The ALICE experiment at the CERN LHC focuses on studying the quark-gluon plasma produced by heavy-ion collisions. After the Long Shutdown 2 in 2019-2020, the ALICE Experiment will see its data input throughput increase a hundredfold, up to 3.4 TB/s. In order to cope with such a large amount of data, a new online-offline computing system, called O2, will be deployed. By reconstructing the data online, it will be possible to compress the data stream down to 90GB/s before storing it permanently.

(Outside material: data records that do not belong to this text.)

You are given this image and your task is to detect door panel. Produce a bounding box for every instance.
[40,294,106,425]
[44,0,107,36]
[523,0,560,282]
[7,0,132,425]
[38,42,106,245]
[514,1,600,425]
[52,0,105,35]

One of the key software components of the system will be the data Quality Control (QC) that replaces the existing online Data Quality Monitoring and offline Quality Assurance. It is this framework and infrastructure, which will be responsible for all aspects related to the analysis software aimed at identifying possible issues with the data itself, and indirectly with the underlying processing done both synchronously and asynchronously. Since analyzing the full stream of data online would exceed the available computational resources, a reliable and efficient sampling will be needed. It should provide a few percent of data selected randomly in a statistically sound manner with a minimal impact on the main dataflow. Extra requirements include the option to choose messages corresponding to the same events over a group of computing nodes and the optional possibility to ensure getting a fixed amount of data at the cost of blocking the main dataflow.
In this paper we present the design of the O2 Data Sampling software. In particular, we highlight our requirements for pseudo-random number generators to be used for sampling decisions, as well as the results of the benchmark we performed to evaluate different possibilities. Finally we report on a large scale test of the O2 Data Sampling we carried out.